Reasoning model. A model trained to generate extensive hidden chain-of-thought before answering (e.g., o1, o3, Claude with extended thinking).
Reranker. Cross-encoder model scoring (query, passage) pairs directly, used after initial retrieval to improve top-k ordering.
RLHF. Reinforcement Learning from Human Feedback. The three-stage alignment pipeline behind ChatGPT and its peers.
Safetensors. A safe, portable format for storing neural network weights; replacement for Python pickle.
Scaling laws. Empirical finding that model loss decreases predictably with compute, data, and parameters.
Self-attention. Attention applied within a single sequence — how tokens attend to each other.
Seq2Seq. Encoder-decoder architecture common before Transformers.
SGLang. High-throughput LLM serving engine, peer of vLLM.
SOTA. State of the art.
Structured output. Constraining the model to emit output matching a schema (JSON, XML, regex-guided).
System prompt. Instructions sent to the model on each call, usually invisible to end users, that set role, rules, and output format.
Temperature. Sampling knob controlling output randomness. 0 = deterministic; higher = more creative.

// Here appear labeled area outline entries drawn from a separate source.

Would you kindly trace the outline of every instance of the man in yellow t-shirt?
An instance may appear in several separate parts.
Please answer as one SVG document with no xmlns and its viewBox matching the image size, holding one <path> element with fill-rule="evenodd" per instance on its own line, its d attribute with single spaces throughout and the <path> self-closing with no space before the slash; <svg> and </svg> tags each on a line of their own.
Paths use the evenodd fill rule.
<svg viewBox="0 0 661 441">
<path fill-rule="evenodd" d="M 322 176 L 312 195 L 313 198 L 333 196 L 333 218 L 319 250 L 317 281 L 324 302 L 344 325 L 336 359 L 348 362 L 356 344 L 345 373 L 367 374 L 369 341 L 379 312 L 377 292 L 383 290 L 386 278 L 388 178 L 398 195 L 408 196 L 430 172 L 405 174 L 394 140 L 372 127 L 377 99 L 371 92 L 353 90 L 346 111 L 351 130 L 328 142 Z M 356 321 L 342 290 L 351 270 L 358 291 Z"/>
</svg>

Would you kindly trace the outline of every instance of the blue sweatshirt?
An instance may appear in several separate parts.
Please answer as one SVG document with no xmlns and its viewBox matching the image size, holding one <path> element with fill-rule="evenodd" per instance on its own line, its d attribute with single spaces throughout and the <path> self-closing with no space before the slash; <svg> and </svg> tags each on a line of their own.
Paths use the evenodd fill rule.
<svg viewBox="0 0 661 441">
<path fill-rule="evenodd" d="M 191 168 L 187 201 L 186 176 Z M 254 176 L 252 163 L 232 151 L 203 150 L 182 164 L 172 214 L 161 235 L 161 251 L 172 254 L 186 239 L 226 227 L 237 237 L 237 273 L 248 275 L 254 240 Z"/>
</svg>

Token. A subword unit the model actually processes. ~4 English characters each.
Tokenizer. The algorithm + vocabulary that converts text ↔ token IDs.
Tool use. See function calling.
Top-k / Top-p. Sampling parameters limiting the candidate tokens to the most likely ones.
Transformer. The neural-network architecture underlying all modern LLMs. 2017 paper, Attention Is All You Need.
vLLM. High-throughput LLM serving engine with paged attention and continuous batching.
Vector DB. Database with ANN indexes over embedding vectors.
Zero-shot / few-shot. Performing a task with no examples (zero-shot) or a few examples (few-shot) in the prompt.